The digital transformation of the production process in Global Omnium is a success story that happened in an unexpected situation

The digital transformation of the production process in Global Omnium is a success story that happened in the unexpected company, since water utility companies that manage those kind of resources tend to oppose a strong resistance to the internal change. And even more when talking about a company that has more than 125 years of history.

However, this bet has proved to be very successful since, by the mere fact of being able to integrate its entire operating structure, the company has improved by 15% the costs associated with the maintenance and supervision of its assets, by implementing an integrated alarm system and homogeneous data operation.

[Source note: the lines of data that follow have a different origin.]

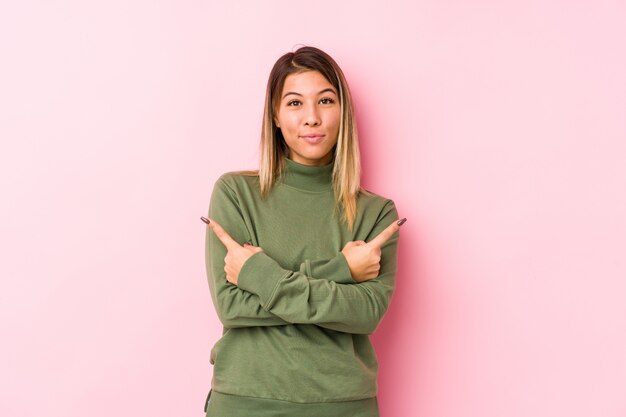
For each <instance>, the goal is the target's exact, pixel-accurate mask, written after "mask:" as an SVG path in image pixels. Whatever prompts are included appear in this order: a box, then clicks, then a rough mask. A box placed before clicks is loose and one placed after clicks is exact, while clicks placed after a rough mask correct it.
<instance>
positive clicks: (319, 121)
mask: <svg viewBox="0 0 626 417" xmlns="http://www.w3.org/2000/svg"><path fill="white" fill-rule="evenodd" d="M320 123H321V120H320V115H319V112H318V110H317V107H316V106H309V108H308V109H307V112H306V114H305V115H304V124H305V125H307V126H317V125H319V124H320Z"/></svg>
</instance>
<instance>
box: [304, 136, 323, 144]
mask: <svg viewBox="0 0 626 417" xmlns="http://www.w3.org/2000/svg"><path fill="white" fill-rule="evenodd" d="M324 136H325V135H321V134H312V135H300V138H302V139H304V140H305V142H307V143H309V144H311V145H315V144H317V143H320V142H321V141H322V140H323V139H324Z"/></svg>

In the same way, the unified energy efficiency system that has been implemented in many of their facilities and that automates the operation of the water extraction pumps that feed many of the towns supplied by Global Omnium, reduces between a 7% and an 11% the total energy cost, representing savings of more than one million euros per year.

It’s important to highlight that all of this has been achieved by bringing together the appropriate technological solutions for the collection of process data and generation of an integrated operating environment, as well as with the strategic will of a large organisation that has more than 3,000 workers and three million customers.

In spite of being a strategic and ambitious project, its results have been able to improve the internal organisation of Global Omnium at different levels, enabling it to implement pioneering technologies in the management of resources such as artificial intelligence and to make it possible for the company to open new business lines in areas far from its traditional expertise, such as the technology market.